A polêmica turnê do cantor não parou por aí. No dia 26, Roger Waters foi notificado pela Justiça Eleitoral brasileira de que poderia ser multado se fizesse qualquer tipo de mensagem de cunho eleitoral depois das 22 horas.  Se as mensagens ocorressem depois da meia noite, poderia até mesmo ser preso pelo crime de boca de urna. No dia 27, o cantor se apresentou em Curitiba, e é claro que não omitiu. Faltando 30 segundos para completar 22 horas, o cantor interrompeu a música Breath e exibiu no telão: “Essa é a nossa última chance de resistir ao fascismo antes de domingo. Ele Não!” e, em seguida: “São 22h. Obedeçam a Lei”. Novamente, o público se dividiu entre varias e aplausos. Tudo dentro da lei. O show continuou, o recado estava dado.

(ROGER WATERS NO SHOW DE BRASÍLIA | FOTO: LISANDRO DE ALMEIDA | T4F)

Jair Bolsonaro foi eleito presidente no dia 28, a despeito dos protestos de Waters e de tantas outras pessoas Brasil afora. Para alguns, Bolsonaro representa uma esperança, pessoas que acreditam que com o pulso firme que o futuro presidente exibe será possível alcançar a diminuição da violência e a recuperação econômica no Brasil. Para outros, Bolsonaro representa a opressão e a violência, a homofobia, o conservadorismo e fascismo. E o rock, como sempre, tem algo a dizer sobre a situação política do mundo.

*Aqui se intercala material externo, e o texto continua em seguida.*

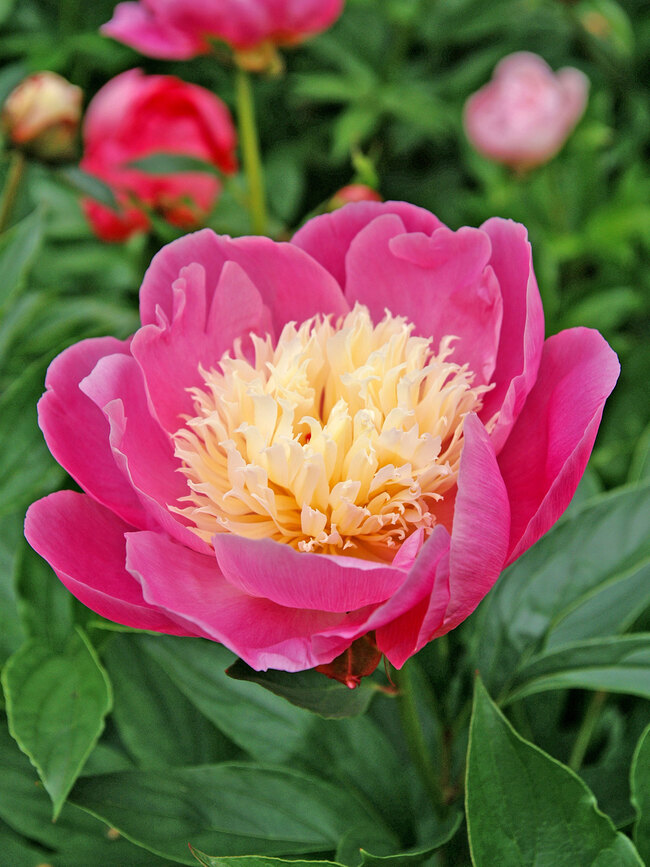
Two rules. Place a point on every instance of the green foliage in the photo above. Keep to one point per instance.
(525, 808)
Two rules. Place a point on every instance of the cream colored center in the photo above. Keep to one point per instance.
(340, 439)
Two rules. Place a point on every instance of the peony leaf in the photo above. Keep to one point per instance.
(158, 725)
(19, 247)
(232, 808)
(619, 664)
(640, 785)
(605, 542)
(254, 861)
(524, 807)
(308, 689)
(56, 704)
(269, 729)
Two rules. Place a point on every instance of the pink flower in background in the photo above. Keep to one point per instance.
(137, 115)
(306, 443)
(525, 114)
(178, 29)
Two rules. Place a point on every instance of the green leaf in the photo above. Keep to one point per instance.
(619, 664)
(158, 725)
(235, 809)
(173, 164)
(640, 785)
(88, 185)
(78, 839)
(264, 725)
(603, 542)
(526, 808)
(12, 633)
(56, 704)
(254, 861)
(308, 689)
(19, 247)
(415, 857)
(27, 470)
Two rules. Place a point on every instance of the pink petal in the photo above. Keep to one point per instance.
(548, 449)
(142, 449)
(264, 634)
(76, 431)
(292, 285)
(522, 329)
(84, 544)
(170, 353)
(322, 582)
(327, 238)
(479, 539)
(442, 283)
(133, 24)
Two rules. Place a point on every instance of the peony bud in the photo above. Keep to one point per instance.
(41, 116)
(353, 193)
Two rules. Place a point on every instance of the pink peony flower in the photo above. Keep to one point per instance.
(178, 29)
(137, 115)
(525, 114)
(307, 443)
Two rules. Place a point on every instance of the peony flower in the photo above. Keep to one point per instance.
(525, 114)
(178, 29)
(41, 116)
(309, 443)
(137, 115)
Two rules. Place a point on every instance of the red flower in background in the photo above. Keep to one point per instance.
(137, 115)
(178, 29)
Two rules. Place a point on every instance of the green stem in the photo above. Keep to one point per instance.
(415, 739)
(586, 730)
(14, 177)
(251, 152)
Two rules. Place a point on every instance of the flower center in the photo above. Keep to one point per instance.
(340, 439)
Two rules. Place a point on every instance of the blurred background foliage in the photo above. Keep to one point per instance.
(377, 99)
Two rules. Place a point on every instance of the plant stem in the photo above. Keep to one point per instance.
(415, 739)
(586, 730)
(251, 152)
(14, 177)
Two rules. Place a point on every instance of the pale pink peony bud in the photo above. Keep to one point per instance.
(353, 193)
(41, 116)
(523, 116)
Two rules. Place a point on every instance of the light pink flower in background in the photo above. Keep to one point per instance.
(307, 443)
(523, 116)
(137, 115)
(179, 29)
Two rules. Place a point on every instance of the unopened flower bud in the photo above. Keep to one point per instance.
(41, 116)
(353, 193)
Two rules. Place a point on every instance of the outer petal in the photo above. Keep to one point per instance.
(327, 238)
(76, 431)
(143, 450)
(264, 634)
(292, 285)
(522, 329)
(549, 446)
(84, 544)
(479, 539)
(442, 283)
(133, 24)
(268, 569)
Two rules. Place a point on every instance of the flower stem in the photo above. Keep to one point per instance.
(415, 739)
(586, 731)
(14, 177)
(251, 152)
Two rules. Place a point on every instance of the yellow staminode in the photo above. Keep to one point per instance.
(340, 439)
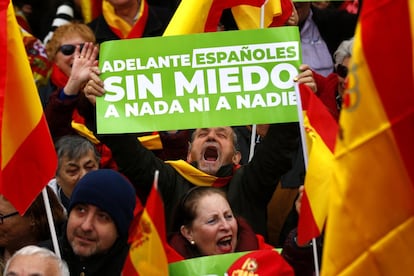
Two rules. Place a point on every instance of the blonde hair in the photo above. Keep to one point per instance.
(55, 42)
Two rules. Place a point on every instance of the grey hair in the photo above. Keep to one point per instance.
(74, 147)
(33, 250)
(344, 50)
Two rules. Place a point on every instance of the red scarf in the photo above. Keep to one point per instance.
(58, 77)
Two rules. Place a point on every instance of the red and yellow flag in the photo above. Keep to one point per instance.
(150, 253)
(275, 13)
(28, 158)
(321, 131)
(370, 223)
(202, 15)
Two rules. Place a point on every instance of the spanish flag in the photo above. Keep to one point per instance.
(90, 9)
(150, 254)
(28, 158)
(370, 222)
(321, 130)
(202, 15)
(275, 13)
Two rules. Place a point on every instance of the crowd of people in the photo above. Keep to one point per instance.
(216, 200)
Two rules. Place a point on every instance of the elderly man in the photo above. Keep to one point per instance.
(101, 210)
(34, 260)
(76, 157)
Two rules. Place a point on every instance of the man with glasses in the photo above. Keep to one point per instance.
(101, 210)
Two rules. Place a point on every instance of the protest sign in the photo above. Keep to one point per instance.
(199, 80)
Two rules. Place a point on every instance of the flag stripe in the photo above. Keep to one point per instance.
(372, 192)
(321, 130)
(28, 158)
(395, 107)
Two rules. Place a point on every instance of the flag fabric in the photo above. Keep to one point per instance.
(276, 13)
(28, 158)
(150, 253)
(90, 9)
(321, 131)
(202, 15)
(370, 223)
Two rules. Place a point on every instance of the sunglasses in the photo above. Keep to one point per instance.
(341, 70)
(69, 49)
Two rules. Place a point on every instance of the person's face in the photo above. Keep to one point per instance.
(71, 171)
(32, 265)
(15, 232)
(90, 231)
(212, 148)
(214, 230)
(64, 62)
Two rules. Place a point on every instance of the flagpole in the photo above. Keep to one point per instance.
(51, 223)
(305, 160)
(254, 127)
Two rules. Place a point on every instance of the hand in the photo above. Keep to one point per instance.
(82, 63)
(94, 87)
(306, 77)
(298, 202)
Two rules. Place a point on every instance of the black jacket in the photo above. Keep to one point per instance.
(249, 190)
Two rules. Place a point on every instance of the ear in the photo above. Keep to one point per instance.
(236, 158)
(187, 233)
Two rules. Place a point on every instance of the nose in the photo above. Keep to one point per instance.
(83, 172)
(224, 225)
(87, 223)
(211, 135)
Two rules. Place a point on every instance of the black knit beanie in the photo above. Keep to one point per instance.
(111, 192)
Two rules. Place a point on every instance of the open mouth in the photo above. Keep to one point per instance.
(211, 154)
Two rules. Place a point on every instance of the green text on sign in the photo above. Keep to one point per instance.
(202, 80)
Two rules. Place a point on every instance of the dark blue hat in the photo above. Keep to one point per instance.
(111, 192)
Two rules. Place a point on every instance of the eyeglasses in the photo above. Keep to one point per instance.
(69, 49)
(341, 70)
(2, 217)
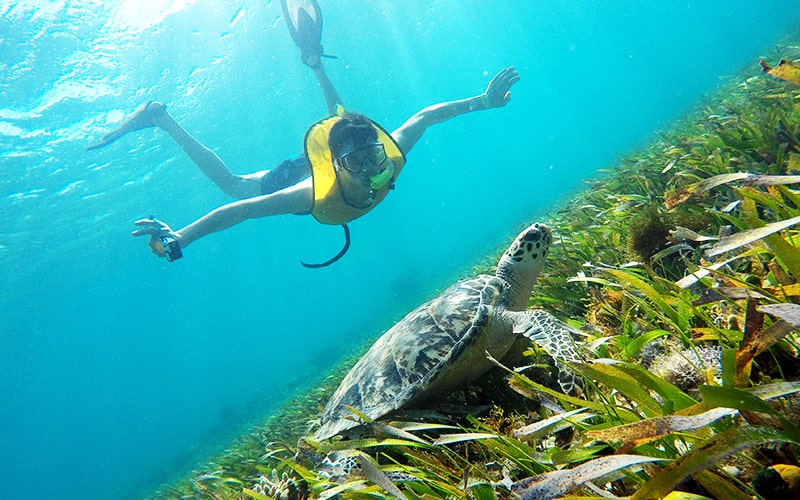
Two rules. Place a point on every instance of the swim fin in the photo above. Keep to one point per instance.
(304, 20)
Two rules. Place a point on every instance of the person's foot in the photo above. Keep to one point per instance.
(143, 117)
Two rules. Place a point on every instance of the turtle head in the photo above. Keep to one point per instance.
(521, 263)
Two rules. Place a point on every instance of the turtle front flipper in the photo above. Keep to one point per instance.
(555, 337)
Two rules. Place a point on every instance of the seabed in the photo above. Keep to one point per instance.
(682, 266)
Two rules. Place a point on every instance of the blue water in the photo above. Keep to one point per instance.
(119, 370)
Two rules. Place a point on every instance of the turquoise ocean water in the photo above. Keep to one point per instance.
(118, 370)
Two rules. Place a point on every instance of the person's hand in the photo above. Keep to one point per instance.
(498, 92)
(158, 232)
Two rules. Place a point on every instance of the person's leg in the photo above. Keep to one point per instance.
(328, 90)
(235, 186)
(154, 114)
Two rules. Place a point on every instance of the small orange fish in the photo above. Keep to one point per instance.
(785, 70)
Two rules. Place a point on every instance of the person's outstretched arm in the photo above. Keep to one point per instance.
(497, 95)
(296, 199)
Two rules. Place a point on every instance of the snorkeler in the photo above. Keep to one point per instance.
(349, 164)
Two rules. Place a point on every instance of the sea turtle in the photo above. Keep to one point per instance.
(443, 343)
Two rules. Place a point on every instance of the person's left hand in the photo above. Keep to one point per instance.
(156, 230)
(498, 92)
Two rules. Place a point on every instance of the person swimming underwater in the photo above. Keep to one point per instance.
(348, 166)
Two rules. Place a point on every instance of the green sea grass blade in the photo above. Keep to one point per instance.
(254, 494)
(728, 397)
(705, 455)
(463, 436)
(557, 483)
(371, 471)
(612, 376)
(653, 295)
(633, 347)
(368, 443)
(674, 398)
(482, 491)
(720, 487)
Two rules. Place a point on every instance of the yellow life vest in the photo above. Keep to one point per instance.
(329, 204)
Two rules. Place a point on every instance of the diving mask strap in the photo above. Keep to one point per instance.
(377, 181)
(335, 257)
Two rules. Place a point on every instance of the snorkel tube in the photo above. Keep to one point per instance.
(377, 181)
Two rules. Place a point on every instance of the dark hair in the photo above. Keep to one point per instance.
(352, 128)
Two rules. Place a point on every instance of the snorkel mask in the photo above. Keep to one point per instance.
(379, 180)
(366, 157)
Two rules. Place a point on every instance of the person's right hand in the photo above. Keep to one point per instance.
(498, 93)
(156, 230)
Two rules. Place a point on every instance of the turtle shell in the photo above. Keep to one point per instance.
(411, 360)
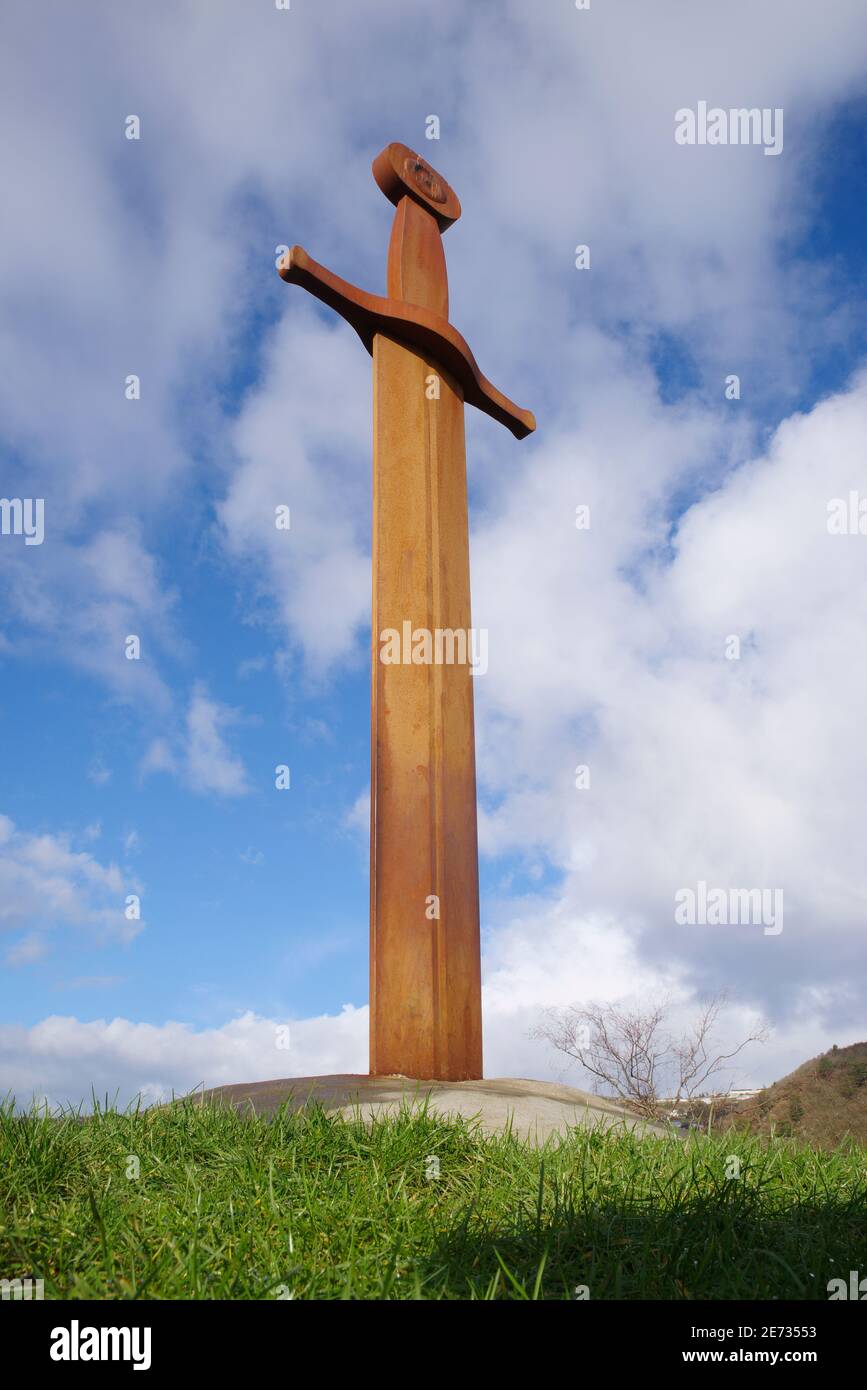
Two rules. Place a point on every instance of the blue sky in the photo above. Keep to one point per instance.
(156, 777)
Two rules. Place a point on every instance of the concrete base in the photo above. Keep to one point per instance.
(534, 1109)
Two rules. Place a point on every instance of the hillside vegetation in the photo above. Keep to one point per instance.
(823, 1102)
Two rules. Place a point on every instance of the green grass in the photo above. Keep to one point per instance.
(313, 1207)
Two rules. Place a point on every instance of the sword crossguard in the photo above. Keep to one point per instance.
(416, 309)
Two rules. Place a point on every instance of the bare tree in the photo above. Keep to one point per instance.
(632, 1055)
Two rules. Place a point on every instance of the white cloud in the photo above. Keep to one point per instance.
(46, 884)
(199, 752)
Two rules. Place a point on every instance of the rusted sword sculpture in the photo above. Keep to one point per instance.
(425, 970)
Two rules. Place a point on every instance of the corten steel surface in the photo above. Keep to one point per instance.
(425, 979)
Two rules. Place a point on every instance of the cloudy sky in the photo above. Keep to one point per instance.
(739, 765)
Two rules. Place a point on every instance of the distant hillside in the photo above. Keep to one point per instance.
(823, 1101)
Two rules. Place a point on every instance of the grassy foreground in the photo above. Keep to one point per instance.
(313, 1207)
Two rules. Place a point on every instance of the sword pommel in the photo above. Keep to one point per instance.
(399, 171)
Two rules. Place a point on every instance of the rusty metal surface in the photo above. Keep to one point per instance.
(425, 970)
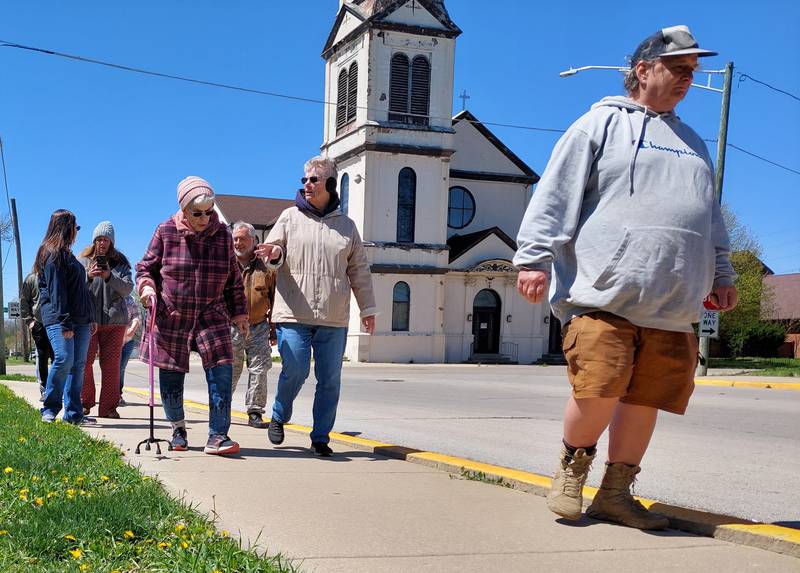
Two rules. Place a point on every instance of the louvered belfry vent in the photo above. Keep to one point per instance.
(352, 92)
(409, 89)
(347, 96)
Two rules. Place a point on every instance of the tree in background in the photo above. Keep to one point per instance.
(743, 331)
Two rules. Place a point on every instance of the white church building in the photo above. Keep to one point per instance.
(437, 198)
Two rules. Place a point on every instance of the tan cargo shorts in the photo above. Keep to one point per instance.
(608, 357)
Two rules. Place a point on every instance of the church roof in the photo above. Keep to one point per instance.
(460, 244)
(260, 212)
(373, 13)
(494, 140)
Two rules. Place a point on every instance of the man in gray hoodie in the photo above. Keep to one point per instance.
(626, 217)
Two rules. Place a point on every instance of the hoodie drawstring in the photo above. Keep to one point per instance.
(636, 143)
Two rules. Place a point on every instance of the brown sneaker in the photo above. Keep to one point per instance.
(614, 502)
(566, 492)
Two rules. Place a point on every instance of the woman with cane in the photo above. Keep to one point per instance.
(191, 272)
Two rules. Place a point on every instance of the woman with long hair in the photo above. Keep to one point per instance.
(67, 314)
(110, 283)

(ROGER WATERS NO SHOW DE SÃO PAULO | FOTO: CAMILA CARA | T4F)

A passagem de Waters pelo Brasil ficará marcada na história pela sua polêmica e reação do público, bem como pela coragem do cantor de se posicionar contra o candidato que estava à frente nas intenções de voto. Porém, mais do que isso, deixa clara a situação política brasileira: a de intensa polarização. Além disso, demonstra o profundo desconhecimento de parte dos fãs sobre a trajetória de seu ídolo. Será que esses fãs, demonstrando desconhecimento sobre o artista que admiram e pagaram (caro) para ver o show, têm conhecimento das propostas ou se preocupa com as consequências do candidato que votou? Talvez essa seja a maior dúvida que os shows de Waters deixou no ar.

Danilo Firmino

Danilo Firmino é mestre em história, entusiasta de filmes de terror, RPG e filosofia. Rubro-negro, não perde a chance de ir ao Maracanã mesmo com o Flamengo não merecendo. Apaixonado por metal, mas permite MPB e músicas anos 80/90 em sua vida - mas isso é segredo.